Há registros, inclusive,codigo betanomortescodigo betanoadultos e crianças após o procedimento.

Crédito, Lesley Roberts

Legenda da foto, Na infância, Alex era 'lindo, tranquilo e adorado pelo irmão mais novo Thomas'

"Não sou qualificada para dizer que a circuncisão é sempre ruim, porque não é", diz Lesley.

"Foi certamente no caso do meu filho, e acho que precisamoscodigo betanomais pesquisas.
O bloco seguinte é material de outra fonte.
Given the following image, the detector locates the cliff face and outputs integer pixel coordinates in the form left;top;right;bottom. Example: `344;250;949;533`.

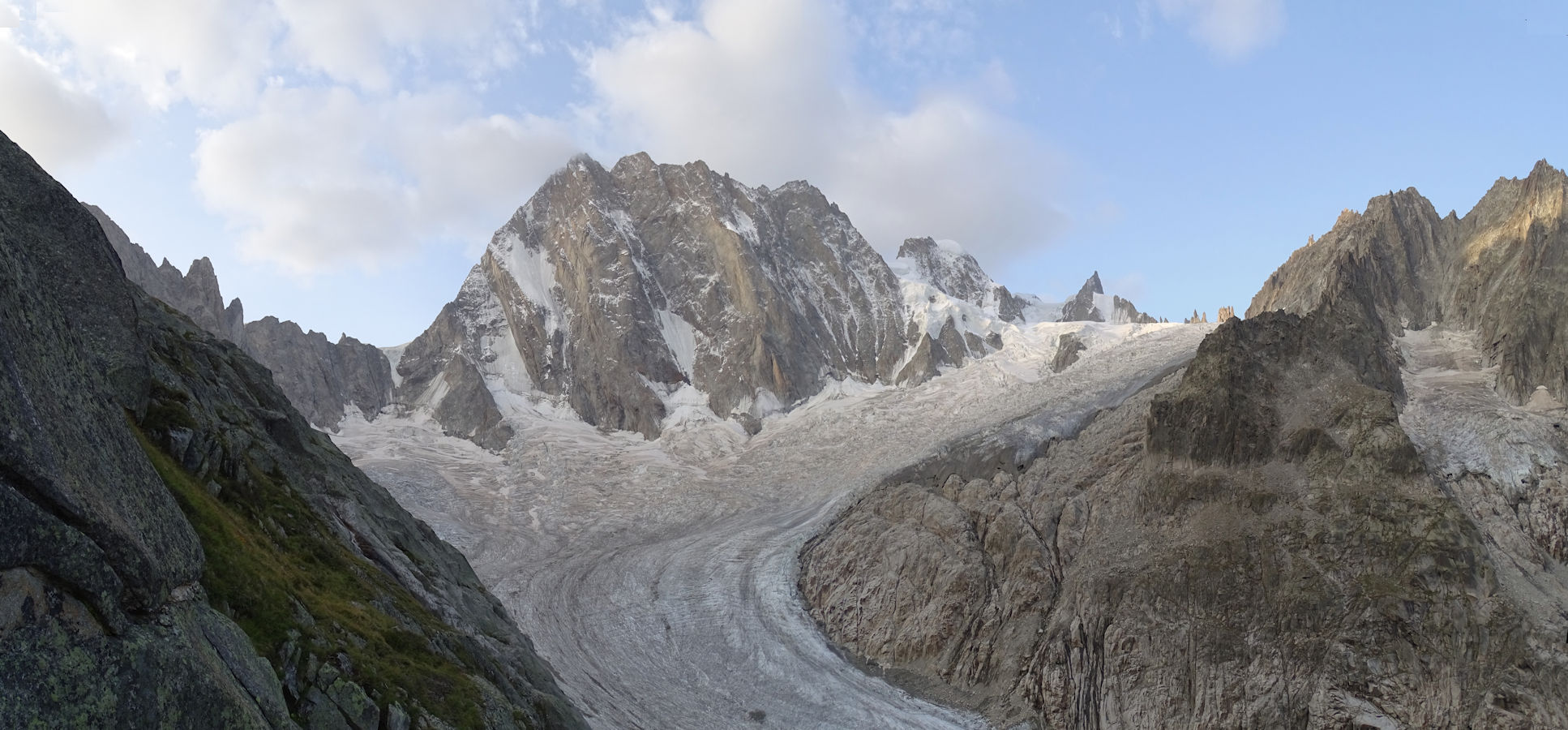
398;156;905;438
892;238;1036;324
86;206;392;430
0;132;583;728
799;163;1568;728
240;317;392;428
86;206;245;342
1247;160;1568;403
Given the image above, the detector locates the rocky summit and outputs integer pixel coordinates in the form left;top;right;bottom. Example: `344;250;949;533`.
0;135;586;730
395;154;1152;448
1247;160;1568;403
892;238;1028;324
798;165;1568;728
86;206;392;430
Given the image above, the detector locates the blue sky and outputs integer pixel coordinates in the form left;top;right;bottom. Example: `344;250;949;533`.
0;0;1568;346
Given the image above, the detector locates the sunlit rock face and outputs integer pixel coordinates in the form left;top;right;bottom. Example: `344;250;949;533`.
396;154;906;436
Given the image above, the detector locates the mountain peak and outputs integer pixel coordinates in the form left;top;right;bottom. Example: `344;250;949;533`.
1060;270;1105;322
892;237;1027;322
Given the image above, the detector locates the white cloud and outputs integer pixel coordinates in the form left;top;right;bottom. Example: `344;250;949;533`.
37;0;279;109
274;0;530;91
585;0;1060;257
0;30;118;171
1155;0;1286;61
196;86;576;275
37;0;536;111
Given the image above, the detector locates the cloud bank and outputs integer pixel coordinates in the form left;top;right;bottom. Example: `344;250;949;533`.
585;0;1061;260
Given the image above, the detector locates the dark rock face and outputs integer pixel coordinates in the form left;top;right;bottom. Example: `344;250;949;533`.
801;163;1568;728
86;206;392;428
86;206;245;342
240;317;392;428
396;154;906;436
1110;295;1159;325
1051;333;1088;372
893;238;1029;322
1057;272;1105;322
1247;160;1568;403
0;131;583;728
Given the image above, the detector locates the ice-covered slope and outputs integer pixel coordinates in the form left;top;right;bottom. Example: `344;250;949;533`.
337;324;1207;730
1247;160;1568;403
396;154;906;443
393;154;1179;449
É preciso analisar os riscos, o que realmente pode dar errado, precisamos estar mais conscientes deles."

Se a circuncisão for necessária, Dorkin adverte que é importante informar os pacientes sobre possíveis complicações.
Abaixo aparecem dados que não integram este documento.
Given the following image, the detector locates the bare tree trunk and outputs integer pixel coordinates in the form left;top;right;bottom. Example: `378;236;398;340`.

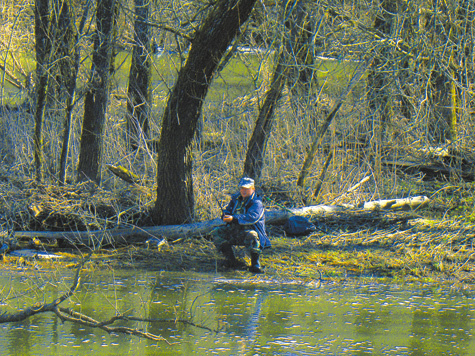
243;0;312;180
58;0;90;184
243;52;286;180
154;0;256;224
367;0;399;147
127;0;151;149
33;0;51;182
77;0;118;183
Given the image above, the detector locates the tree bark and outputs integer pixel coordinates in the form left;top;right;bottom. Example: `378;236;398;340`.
153;0;256;225
33;0;51;182
77;0;118;184
57;1;90;184
127;0;151;149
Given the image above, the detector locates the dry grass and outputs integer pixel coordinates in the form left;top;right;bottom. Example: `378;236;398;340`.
0;55;475;283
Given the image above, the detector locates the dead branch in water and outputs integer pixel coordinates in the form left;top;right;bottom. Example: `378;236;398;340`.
0;253;213;343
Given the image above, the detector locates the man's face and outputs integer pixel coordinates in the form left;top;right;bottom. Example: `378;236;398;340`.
239;187;255;199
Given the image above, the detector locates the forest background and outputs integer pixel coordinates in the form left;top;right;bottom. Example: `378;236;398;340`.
0;0;475;270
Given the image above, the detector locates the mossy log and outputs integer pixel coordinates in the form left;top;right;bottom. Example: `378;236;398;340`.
14;196;429;247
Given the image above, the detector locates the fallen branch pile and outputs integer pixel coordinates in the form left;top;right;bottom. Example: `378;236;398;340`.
14;196;429;247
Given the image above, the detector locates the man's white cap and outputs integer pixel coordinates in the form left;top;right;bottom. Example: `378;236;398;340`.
239;177;254;188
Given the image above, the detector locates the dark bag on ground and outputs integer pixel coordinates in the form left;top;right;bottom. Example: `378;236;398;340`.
284;216;317;236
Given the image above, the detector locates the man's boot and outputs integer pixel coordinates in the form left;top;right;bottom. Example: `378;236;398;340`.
249;251;262;273
220;245;238;268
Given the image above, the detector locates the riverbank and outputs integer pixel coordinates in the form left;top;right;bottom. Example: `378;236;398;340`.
0;177;475;288
2;213;475;288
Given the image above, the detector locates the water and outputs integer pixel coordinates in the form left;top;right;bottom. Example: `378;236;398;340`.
0;271;475;355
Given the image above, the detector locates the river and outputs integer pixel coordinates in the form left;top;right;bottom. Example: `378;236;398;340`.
0;269;475;356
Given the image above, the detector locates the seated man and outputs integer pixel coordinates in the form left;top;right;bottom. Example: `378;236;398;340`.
211;177;271;273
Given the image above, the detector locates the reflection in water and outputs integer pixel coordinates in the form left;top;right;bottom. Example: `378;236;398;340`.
0;271;475;355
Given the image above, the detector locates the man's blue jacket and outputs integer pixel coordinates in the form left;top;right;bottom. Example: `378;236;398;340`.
223;192;271;250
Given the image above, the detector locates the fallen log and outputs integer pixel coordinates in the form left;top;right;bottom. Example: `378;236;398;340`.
14;196;429;247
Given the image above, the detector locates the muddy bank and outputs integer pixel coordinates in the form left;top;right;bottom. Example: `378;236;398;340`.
1;219;475;288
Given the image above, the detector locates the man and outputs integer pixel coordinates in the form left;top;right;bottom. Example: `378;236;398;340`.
211;177;271;273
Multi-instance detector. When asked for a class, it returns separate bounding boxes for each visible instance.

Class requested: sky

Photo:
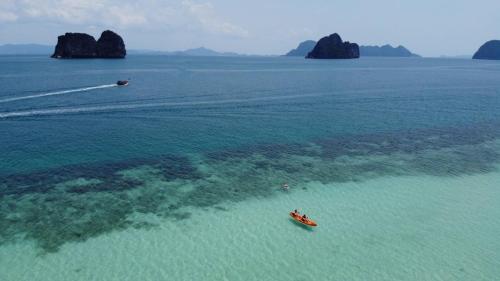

"Especialmente quando você vai operar alguém que está no fim da adolescência ou início da idade adulta, é uma área muito sensível e importante para a função sexual, então você temcodigo betanoexplicar os riscos para eles."

Crédito, Lesley Roberts

Legenda da foto, Alex pediu à mãe para compartilharcodigo betanohistória depois que ele morreu

"Alex disse que não estava cientecodigo betanotodos os riscos", afirma Lesley. "Se ele estivesse, tenho certezacodigo betanoque não teria feito a cirurgia."

A organização britânica 15 Square, que tenta educar as pessoas sobre a circuncisão, destaca que Alex não é o primeiro homem a cometer suicídio após ser circuncidado.

"Isso acontece com mais frequência do que as pessoas pensam", diz David Smith, presidente da instituição.

Não há, no entanto, estatísticas disponíveis sobre pacientes que se mataram após o procedimento.

Alex, por exemplo, morreu há maiscodigo betanoum ano, mascodigo betanohistória não havia sido contada até agora.

Lesley, que costuma ser reservada como o filho, só concordoucodigo betanocompartilhar o casocodigo betanoAlex porque este foi o último desejo dele antescodigo betanomorrer.

"Se as informações a seguir puderem beneficiar alguém, isso serviu para um propósito", escreveu ele.

"Não me senti à vontade para levantar a questão quando tive oportunidade, então, se a minha história puder aumentar a conscientização e quebrar esse tabu dentro da sociedadecodigo betanorelação à saúde dos homens, fico felizcodigo betanodivulgar minhas palavras."